An ancient example of cooperation, the AM fungal association with plant roots has existed for at least 400 million years, as evidenced by early vascular plant microfossils from the Devonian age [90,91,98,99]. The partnership, or one resembling it, is thought to have facilitated the transition of plants from aquatic to terrestrial habitats [9,65,107]. In the mutualistic interaction, fungal mycelia grow among cells of the root cortex and form intracellular arbuscular interfaces to plant cortical cell membranes, into which phosphate and other nutrients are actively transported from extraradical mycelia in return for carbohydrates [3,63,123]. Because plants are autotrophic and lack of phosphate can limit their growth, the partners exchange valued resources [77,86,105]. The enduring coevolutionary history shared by these symbiotic partners has resulted in a major evolutionary transition: a symbiont's loss of independent growth, and possibly also the sexual phase of its life cycle, in the absence of its obligatory host [12,78,90].
Development of the AM symbiosis is a complex process regulated by the plant host at multiple checkpoints. Isolation of plant mutants that arrest development of the mycorrhizal symbiont at different stages of the mutualism indicates that multiple distinct, yet unidentified, genes regulate the endosymbiosis [12,54,55]. In M. truncatula and Pisum sativum, mycorrhizal incompatible mutants incapable of defense suppression are also unable to associate with nitrogen-fixing rhizobacteria [12]. The correlated loss of function suggests the existence of common genes essential to both mutualistic symbioses [12,55,59,121]. Neither members of the Chenopodiaceae family nor the Brassicaceae, including Arabidopsis thaliana, are able to support the AM association. Discovery of a mycorrhizal capable mutant A. thaliana phenotype is conceivable because the association is ancestral to angiosperms but has been lost in exceptional lineages [12].
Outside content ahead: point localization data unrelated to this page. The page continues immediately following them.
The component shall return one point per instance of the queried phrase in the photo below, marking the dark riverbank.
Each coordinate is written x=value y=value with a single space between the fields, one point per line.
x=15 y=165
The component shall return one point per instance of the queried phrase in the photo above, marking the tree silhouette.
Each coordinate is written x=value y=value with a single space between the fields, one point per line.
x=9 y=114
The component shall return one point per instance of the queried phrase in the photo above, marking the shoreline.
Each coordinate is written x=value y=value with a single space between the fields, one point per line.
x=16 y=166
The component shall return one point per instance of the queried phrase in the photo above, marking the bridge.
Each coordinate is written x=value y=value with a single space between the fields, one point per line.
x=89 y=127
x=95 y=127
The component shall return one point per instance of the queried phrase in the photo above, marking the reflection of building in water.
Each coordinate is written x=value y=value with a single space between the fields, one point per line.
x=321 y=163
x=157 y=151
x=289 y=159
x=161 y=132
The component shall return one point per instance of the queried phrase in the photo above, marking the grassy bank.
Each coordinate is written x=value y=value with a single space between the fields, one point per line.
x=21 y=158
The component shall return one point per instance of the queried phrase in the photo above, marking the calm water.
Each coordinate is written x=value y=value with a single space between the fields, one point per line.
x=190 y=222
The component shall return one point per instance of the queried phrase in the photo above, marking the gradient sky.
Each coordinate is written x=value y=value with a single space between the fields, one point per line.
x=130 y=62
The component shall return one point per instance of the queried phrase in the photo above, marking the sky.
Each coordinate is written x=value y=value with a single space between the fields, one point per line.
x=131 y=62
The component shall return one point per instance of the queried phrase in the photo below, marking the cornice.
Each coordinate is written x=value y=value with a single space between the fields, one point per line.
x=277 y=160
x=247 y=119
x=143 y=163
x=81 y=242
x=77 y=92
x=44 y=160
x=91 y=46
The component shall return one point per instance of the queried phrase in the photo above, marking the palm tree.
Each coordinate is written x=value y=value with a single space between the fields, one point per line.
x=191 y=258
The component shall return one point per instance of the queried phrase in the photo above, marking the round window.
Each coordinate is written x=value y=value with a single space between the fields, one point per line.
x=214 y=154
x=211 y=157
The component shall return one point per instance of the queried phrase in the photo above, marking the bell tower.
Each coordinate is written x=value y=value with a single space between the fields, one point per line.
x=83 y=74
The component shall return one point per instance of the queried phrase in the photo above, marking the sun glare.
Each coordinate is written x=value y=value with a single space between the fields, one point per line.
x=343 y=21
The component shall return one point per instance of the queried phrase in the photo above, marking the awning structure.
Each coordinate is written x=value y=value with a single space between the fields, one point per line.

Sequencing from tissue-specific cDNA has helped to identify candidate transcripts likely to be involved in endosymbiosis. Most of these have been obtained from root hairs [34] or root nodules [51], but some have been characterized from the AM symbiosis in either Lotus japonicus or M. truncatula. Several plant defense genes suppressed during the AM symbiosis have been isolated, as have a handful of non-defense related cDNAs that are elicited during the mycorrhizal association [53,56,73,119], and in some instances also during phosphate depletion [24,25,26]. Discovery of genes expressed in both arbuscular mycorrhizal and rhizobacterial associations hints that signal transduction pathways in early stages of both symbioses may be conserved [59,121], perhaps due to the Rhizobium association having co-opted mechanisms of the mycorrhizal symbiosis during its evolution [12,84]. Though the stages of development for the association have been characterized by cytological and genetic studies, many details of the molecular mechanisms of the AM symbiosis remain to be discovered and understood [12,54,55]. Driven by these advances, investigators continue to search for genes responsible for development and regulation of endosymbiosis.
The following chapters describe the development and validation of novel computational methods that increase the success of high-throughput screening for candidate symbiotic genes. Intended to elucidate mechanisms of interaction during development of the AM symbiosis, these methods complement ongoing high-throughput EST sequencing projects. Such methods may equally be applied to understand other symbiotic associations, such as the mutualism between nodule-forming, nitrogen-fixing bacterial endosymbionts and their leguminous plant hosts, and the antagonistic interactions between pathogens and their hosts.